Like most experiences in my life, I approach new dining opportunities with a healthy dose of cynicism. Belted Burgers was no exception. Another burger place! How different can it be?
But it’s fair to say I was more skeptical than usual. Caroline and I had recently been to Byron as a precursor to some Film Festival fun, and I was quite disappointed. I found everything to be very greasy, which left me with a grumbly tummy during our violent Japanese tale of modern misery.

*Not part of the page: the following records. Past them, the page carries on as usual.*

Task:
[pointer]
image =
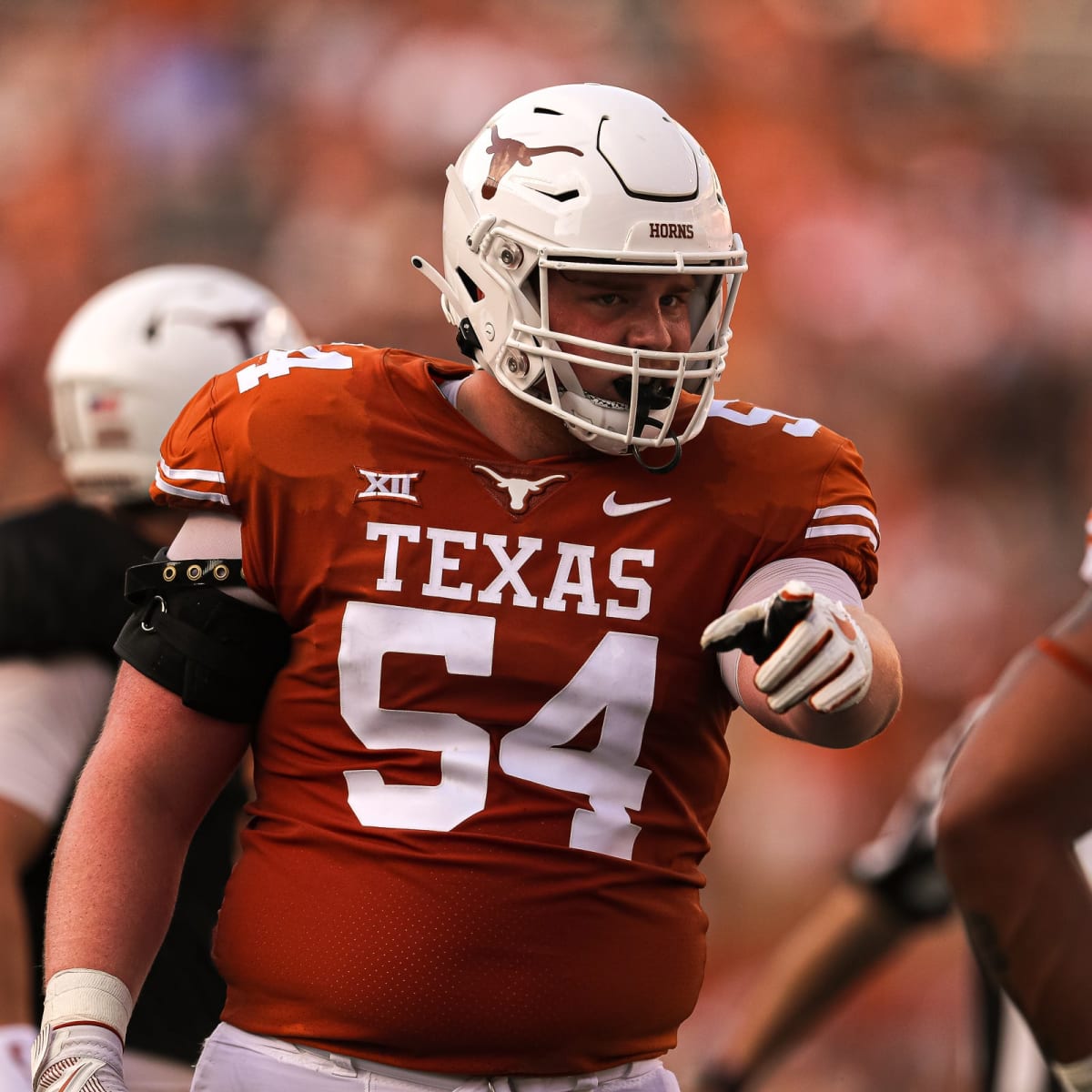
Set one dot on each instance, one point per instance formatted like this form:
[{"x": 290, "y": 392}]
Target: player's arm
[
  {"x": 23, "y": 835},
  {"x": 148, "y": 781},
  {"x": 805, "y": 659},
  {"x": 197, "y": 665},
  {"x": 1018, "y": 796}
]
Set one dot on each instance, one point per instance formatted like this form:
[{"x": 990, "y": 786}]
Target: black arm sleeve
[{"x": 218, "y": 654}]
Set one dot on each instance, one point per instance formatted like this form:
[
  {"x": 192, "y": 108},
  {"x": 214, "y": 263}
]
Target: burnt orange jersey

So I was feeling cautious when I found Belted Burgers had embraced all the modern trappings of a beer-and-burger establishment: lightbulbs with exposed filaments, shiny metal surfaces and chips served in mini deep fat fryer baskets. They had, however, really taken their cow theme to heart too, with many black and white details, and otherwise opted for plates. Okay then. The benefit of the doubt was still theirs.

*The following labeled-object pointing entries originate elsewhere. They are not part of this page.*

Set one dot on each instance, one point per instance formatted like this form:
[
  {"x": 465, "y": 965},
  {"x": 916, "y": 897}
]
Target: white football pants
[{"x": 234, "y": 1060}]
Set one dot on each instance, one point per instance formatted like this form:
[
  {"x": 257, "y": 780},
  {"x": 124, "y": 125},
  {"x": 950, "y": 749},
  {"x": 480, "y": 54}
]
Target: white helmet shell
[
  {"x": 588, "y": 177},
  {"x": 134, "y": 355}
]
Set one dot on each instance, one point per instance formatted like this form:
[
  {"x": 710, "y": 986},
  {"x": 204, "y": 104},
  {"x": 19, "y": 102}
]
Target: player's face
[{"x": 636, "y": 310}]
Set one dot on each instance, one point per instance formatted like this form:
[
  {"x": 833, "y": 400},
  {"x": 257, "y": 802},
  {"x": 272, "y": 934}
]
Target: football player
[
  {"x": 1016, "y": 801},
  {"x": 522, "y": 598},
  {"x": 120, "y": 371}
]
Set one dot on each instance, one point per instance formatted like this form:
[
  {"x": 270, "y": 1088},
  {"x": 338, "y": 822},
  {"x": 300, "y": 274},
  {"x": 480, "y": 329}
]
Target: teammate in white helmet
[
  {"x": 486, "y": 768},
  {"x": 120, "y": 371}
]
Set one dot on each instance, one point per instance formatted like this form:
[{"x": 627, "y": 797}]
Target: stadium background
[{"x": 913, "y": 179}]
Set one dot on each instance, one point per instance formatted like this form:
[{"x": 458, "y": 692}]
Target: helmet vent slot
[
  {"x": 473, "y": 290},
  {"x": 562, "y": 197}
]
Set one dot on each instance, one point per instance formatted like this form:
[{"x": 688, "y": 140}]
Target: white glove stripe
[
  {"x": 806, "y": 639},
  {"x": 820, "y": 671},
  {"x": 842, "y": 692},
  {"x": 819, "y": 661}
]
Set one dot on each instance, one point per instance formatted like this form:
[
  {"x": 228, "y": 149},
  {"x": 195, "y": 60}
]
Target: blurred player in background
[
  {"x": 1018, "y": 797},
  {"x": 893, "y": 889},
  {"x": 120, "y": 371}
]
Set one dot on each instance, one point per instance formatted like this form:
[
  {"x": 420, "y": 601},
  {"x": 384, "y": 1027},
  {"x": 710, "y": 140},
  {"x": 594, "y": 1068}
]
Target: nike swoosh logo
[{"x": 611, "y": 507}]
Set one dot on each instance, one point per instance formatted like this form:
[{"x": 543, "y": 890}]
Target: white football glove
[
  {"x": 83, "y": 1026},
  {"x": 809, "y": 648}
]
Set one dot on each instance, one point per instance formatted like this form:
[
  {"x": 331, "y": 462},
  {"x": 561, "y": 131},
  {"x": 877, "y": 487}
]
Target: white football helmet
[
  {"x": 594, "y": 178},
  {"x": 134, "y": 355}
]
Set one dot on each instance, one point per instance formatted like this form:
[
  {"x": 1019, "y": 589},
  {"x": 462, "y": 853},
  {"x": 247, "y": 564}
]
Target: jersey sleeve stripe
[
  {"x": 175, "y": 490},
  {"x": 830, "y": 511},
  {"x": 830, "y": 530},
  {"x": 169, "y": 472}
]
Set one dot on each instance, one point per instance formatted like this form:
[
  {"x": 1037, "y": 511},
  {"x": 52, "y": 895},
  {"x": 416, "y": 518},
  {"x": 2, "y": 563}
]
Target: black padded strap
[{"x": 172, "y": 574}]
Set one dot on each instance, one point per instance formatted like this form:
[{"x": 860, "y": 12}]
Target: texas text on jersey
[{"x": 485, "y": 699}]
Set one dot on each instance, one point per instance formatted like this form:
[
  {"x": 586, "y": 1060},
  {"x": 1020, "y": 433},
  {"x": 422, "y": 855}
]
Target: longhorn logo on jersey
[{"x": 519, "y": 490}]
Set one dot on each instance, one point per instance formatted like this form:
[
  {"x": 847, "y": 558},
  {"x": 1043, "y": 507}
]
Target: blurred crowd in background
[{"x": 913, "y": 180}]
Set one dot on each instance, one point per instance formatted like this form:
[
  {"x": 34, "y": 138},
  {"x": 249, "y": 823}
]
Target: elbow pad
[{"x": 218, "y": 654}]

And rightly so, because as we know, you should never judge a book by its cover. It turns out, Belted Burgers serves burgers just how I like ‘em: a small, firm, flavourful patty inside a classic bun (alternatives were available) with lean bacon, mature cheddar cheese, tomato, red onion and fresh rocket (a.k.a “lettuce with flavour”). The meat was entirely cooked through – none of that health-and-safety-taunting pink nonsense – and the whole package held together well. Fantastic.
Dining pal Raymond had a similar burger topped with a fried egg and we both cooed as the yolk oozed in a delicious meld of flavours. It was agreed that we hadn’t enjoyed a burger so much in a long time.
The positives kept coming. Burgers are accompanied by chips as standard and I upgraded to sweet potato fries. They were insanely moreish and delicious; a perfect blend of sweet and salty. Raymond stuck with regular chips and they were also excellent, almost like thick crisps. Not rectangular but circular shavings of potato, fried off enough to not be soggy but not so much as to snap. A strong contender for the best fries in Edinburgh, I say.
Our side of mac’n’cheese was calorifically unnecessary, but absolutely essential for its deliciousness. Liquid gold topped with a shelf of rich cheese, it was deeply savoury, like you want mac’n’cheese to be.
What’s the secret to Belted Burgers’ success? It’s the commitment to good ingredients. All their meat comes from the Belted Galloway cows on their own farm in Dumfries and Galloway, so you can trace your beef from farm to fork. They use all the cuts, including the good stuff, from cows whose diet they control. The difference is in the flavour for sure, so get “mooving” and find out for yourself as soon you can.
Amy dined at the invitation of Belted Burgers.